Architecture details
This section describes the components and AWS services that make up this solution and the architecture details on how these components work together.
AWS services in this solution
AWS service | Description |
---|---|
Amazon Athena |
Core. Access the AWS Glue Data Catalog and
query the transformed data in the stage Amazon S3 |
AWS Glue |
Core. Apply a heavy transformation in the data lake including partitioning pre-stage data and output the data into parquet files. |
AWS Lambda |
Core. Lambda is used to
add AMC instances as a part of microservices and register
provisioned customers for the data lake. Lambda is also
used to process workflow requests, check responses, notify
users, transform raw data, partition pre-stage data, and
manage metadata stored in
Amazon S3 |
AWS Lake Formation |
Core. For data lake governance and security. |
Amazon S3 |
Core. The solution uses Amazon S3 |
AWS Step Functions |
Core. Step Functions orchestrates the Lambda functions and user notifications in the Tenant Provisioning Service, Workflow Manager and data lake. |
Amazon DynamoDB |
Supporting. DynamoDB tables store details of tenants, workflows, and data lake transformations. |
Amazon EventBridge |
Supporting. EventBridge captures the raw data landing into Amazon S3 buckets and invokes the data lake on a recurring basis. |
AWS KMS |
Supporting. The solution uses KMS keys to encrypt and decrypt the data in Amazon S3 buckets, SQS queues, and DynamoDB tables. |
Amazon SNS |
Supporting. The solution uses Amazon SNS to publish execution status of workflow management service. |
Amazon SQS |
Supporting. The solution uses Amazon SQS to send, store, and receive messages between tenants, workflows, and the data lake. |
AWS Systems Manager |
Supporting. Provides application-level resource monitoring and visualization of resource operations and cost data. |
AWS Secrets Manager |
Supporting. Secrets Manager stores the user-specified OAuth credentials. |
Amazon QuickSight |
Optional. For business intelligence, analytics, interactive dashboards, and visualizations that business stakeholders can use. |
Amazon SageMaker Jupyter notebook | Optional. Amazon SageMaker with sample Jupyter notebooks that analysts can use to provision tenants and manage workflows. |
Microservices
This solution deploys six microservices: Platform Management Notebooks, Tenant Provisioning Service, Workflow Manager, Amazon Ads Reporting, Selling Partner Reporting, and the Serverless Data Lake.
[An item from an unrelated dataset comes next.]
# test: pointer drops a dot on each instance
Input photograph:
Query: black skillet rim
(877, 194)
Platform Management Notebooks
The Platform Management Notebooks serve as sample code for interfacing with the Tenant Provisioning Service, Workflow Manager, Amazon Ads Reporting, and Selling Partner Reporting microservices.
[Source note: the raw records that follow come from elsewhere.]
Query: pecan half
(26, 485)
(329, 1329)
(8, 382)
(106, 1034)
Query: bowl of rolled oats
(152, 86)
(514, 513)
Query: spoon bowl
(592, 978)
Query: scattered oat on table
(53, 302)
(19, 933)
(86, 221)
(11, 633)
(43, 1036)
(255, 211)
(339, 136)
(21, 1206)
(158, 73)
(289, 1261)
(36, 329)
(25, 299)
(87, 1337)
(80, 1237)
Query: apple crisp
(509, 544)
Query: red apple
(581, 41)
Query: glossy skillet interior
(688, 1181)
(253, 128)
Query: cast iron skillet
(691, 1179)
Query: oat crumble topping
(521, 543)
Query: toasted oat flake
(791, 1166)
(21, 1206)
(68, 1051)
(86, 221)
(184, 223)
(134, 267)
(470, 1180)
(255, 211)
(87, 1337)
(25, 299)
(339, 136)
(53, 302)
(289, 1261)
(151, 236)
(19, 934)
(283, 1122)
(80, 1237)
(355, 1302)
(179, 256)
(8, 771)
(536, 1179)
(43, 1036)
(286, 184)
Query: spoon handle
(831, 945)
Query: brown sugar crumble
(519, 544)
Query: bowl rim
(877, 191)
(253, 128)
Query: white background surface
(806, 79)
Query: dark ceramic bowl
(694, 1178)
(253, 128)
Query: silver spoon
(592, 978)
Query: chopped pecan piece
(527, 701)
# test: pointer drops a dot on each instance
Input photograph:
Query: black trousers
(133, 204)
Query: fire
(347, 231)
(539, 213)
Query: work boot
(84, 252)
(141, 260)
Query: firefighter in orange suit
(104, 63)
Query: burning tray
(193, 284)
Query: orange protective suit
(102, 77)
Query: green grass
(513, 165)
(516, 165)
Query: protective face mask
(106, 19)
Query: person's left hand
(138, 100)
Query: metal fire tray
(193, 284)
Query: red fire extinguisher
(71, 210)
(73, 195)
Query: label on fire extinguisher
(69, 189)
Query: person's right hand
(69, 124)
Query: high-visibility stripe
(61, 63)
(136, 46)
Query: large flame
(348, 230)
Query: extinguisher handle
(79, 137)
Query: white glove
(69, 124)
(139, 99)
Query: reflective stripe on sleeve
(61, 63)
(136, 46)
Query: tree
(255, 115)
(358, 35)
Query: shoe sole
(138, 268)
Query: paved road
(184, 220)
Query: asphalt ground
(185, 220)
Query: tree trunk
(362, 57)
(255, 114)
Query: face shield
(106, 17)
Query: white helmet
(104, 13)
Tenant Provisioning Service
The Tenant Provisioning Service manages AMC customers onboarded through the solution. Each onboarded AMC customer is mapped to an AMC instance and deployed as a stack in the solution.
Workflow Manager
The Workflow Manager manages requests sent to the AMC API. In addition to synchronizing data between the solution and a customer's AMC instance, the Workflow Manager enables scheduling of AMC workflows using CRON-based scheduling, and queue-based routing to ensure that all requests are processed.
Amazon Ads Reporting
The Amazon Ads Reporting microservice schedules and fetches reports from the Amazon Ads reporting API endpoint.
Selling Partner Reporting
The Selling Partner Reporting microservice schedules and fetches reports from the Selling Partner API.
Serverless Data lake
The Data Lake transforms the data delivered by the other microservices in any of the intake S3 buckets deployed by the application (reporting bucket for Amazon Ads and Selling Partner reports, AMC buckets for AMC data, and the general-purpose Raw bucket for custom data uploaded by an external provider or AWS service). The data lake detects the objects created in the bucket and starts the transformations if the dataset is configured. The data lake routes the data to its corresponding pipeline and applies custom transformation for the dataset provided by customers. The transformed data is stored to the Amazon S3 stage buckets and can be accessed through AWS Glue Data Catalog.
Orchestration
AWS Step Functions
-
The Step Functions in the Tenant Provisioning Service orchestrate Lambda functions to add AMC instances, and register the provisioned customer into the data lake.
-
The Workflow Manager uses Step Functions to coordinate Lambda functions for processing workflow requests, creating workflow runs, checking workflow status, and notifying the user.
-
Step Functions in the data lake automates transformations after data are delivered in any of the intake S3 buckets.
-
The Amazon Ads Reporting and Selling Partner Reporting Step Functions orchestrate the Lambda functions to schedule and handle report requests, check the status of reports, and download the completed reports to the S3 bucket.